As corrected through Wednesday, May 11, 2011


The People of the State of New York, Respondent,
v
Mohan Kowlessar, Appellant.

[*1] Sullivan & Brill, LLP, New York (Steven Brill of counsel), for appellant.

Robert T. Johnson, District Attorney, Bronx (T. Charles Won of counsel), for respondent.

Judgment, Supreme Court, Bronx County (John W. Carter, J.), rendered March 19, 2009, convicting defendant, after a jury trial, of four counts of sexual abuse in the first degree, and sentencing him to an aggregate term of 12 years, unanimously affirmed.

Defendant's arguments concerning the People's summation are unpreserved and we decline to review them in the interest of justice. As an alternative holding, we also reject them on the merits. The prosecutor had a sufficient basis on which to comment on defendant's failure to call his brother to corroborate his own testimony, and this comment did not improperly shift the burden of proof. Defendant's brother was an available and presumably favorable witness who could have provided material, noncumulative testimony (see People v Cochran, 29 AD3d 365 [2006], lv denied 7 NY3d 787 [2006]). The remaining summation remarks challenged on appeal were permissible comments on the evidence and responses to the defendant's summation (see People v Overlee, 236 AD2d 133 [1997], lv denied 91 NY2d 976 [1998]; People v D'Alessandro, 184 AD2d 114, 118-119 [1992], lv denied 81 NY2d 884 [1993]).
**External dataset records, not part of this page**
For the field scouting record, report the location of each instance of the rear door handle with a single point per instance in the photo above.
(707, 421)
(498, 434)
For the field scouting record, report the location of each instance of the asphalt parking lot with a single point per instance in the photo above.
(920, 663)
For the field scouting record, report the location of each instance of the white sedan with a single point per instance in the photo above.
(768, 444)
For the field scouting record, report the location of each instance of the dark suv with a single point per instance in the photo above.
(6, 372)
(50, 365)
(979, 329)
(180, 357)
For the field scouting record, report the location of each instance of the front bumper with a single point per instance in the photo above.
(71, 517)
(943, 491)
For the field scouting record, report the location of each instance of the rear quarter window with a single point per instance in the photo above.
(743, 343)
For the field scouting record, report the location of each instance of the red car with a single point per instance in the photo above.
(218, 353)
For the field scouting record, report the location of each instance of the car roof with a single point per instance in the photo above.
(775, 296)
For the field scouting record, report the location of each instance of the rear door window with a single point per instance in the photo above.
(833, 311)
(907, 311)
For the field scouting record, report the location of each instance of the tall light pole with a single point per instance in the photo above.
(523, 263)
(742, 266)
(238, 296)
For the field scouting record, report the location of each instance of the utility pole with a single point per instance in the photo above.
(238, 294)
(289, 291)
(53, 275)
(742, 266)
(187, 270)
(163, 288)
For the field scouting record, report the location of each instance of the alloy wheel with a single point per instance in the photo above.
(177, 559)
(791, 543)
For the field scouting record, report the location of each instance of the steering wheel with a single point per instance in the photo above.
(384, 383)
Defendant did not preserve his challenge to the proficiency of the official court interpreter at trial who translated the victim's testimony, and we decline to review it in the interest of justice. As an alternative holding, we find the record establishes that the interpreter provided an adequate translation of the testimony. While there were occasional difficulties in translation, [*2]they were sufficiently rectified so that the victim's testimony was properly presented to the jury (see e.g. People v Watkins, 12 AD3d 165 [2004], lv denied 4 NY3d 836 [2005]; People v Nedal, 198 AD2d 42 [1993]). Concur—Mazzarelli, J.P., Friedman, Catterson, Manzanet-Daniels and RomÁn, JJ.